Fast Cuts and Snapshots

Fast Cuts and Snapshots

Oran Mor, Glasgow

Mary Brennan

For the guys who frequent the run-down barber's shop - realised on-stage in a nicely dingy set by Lizzie Watts for this Fuel/Oran Mor/NTS partnership - it's not really about haircuts. Most of them don't need clippers to shape up the precision fuzz on their pates. What they need is a place to hang out, relax and chew the fat about football, women, and what it means to be a black man out of Africa.

And there, amid the joshing and disputations that enliven these sparky little 'snapshots', lies the heart, and the heartache of Inua Ellams' play. For as the talk turns to the politics of home - with home being, variously, Zimbabwe or Nigeria or Ghana - what emerges is the bitter-sweet lot of the expat, and the legacy of displacement that carries over into subsequent generations who have no time for distant traditions.

Morsels of personal stories are woven into the short scenes, but these are frequently used by Ellams as a springboard into issues of racism, sexism and finding yourself as a man despite, and sometimes because, of your colour.

This conversational mosaic is activated by an exceptional cast of six - some of them playing three or four characters - with just enough rising tension to give truthful bite to the mood of laid-back geniality.

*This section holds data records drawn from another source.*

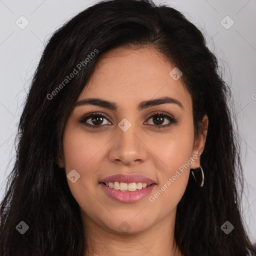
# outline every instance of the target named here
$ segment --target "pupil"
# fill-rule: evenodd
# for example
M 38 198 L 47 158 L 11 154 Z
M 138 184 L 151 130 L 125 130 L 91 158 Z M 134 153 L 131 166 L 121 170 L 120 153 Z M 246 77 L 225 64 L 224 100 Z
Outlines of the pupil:
M 100 116 L 92 118 L 92 123 L 94 124 L 102 124 L 102 120 L 103 118 Z M 94 122 L 96 122 L 96 124 L 94 124 Z M 100 124 L 99 124 L 98 122 L 100 122 Z
M 162 120 L 163 120 L 164 118 L 162 118 L 160 117 L 160 116 L 155 116 L 154 118 L 158 120 L 156 121 L 156 124 L 162 124 L 163 123 Z M 161 123 L 160 124 L 157 123 L 157 122 L 159 122 L 160 120 L 160 121 L 162 121 L 161 122 Z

The clash of views over the 'n' word - who is 'allowed' to use it, in what context and with what intention - is just one of the raw nerves touched on here, the after-effects of how the West shaped Africa's history, its future and its diaspora is another. Strong meat, for sure, but Ellams makes it the stuff of everyday human concerns, and the basis for a mettlesome lunch-time drama.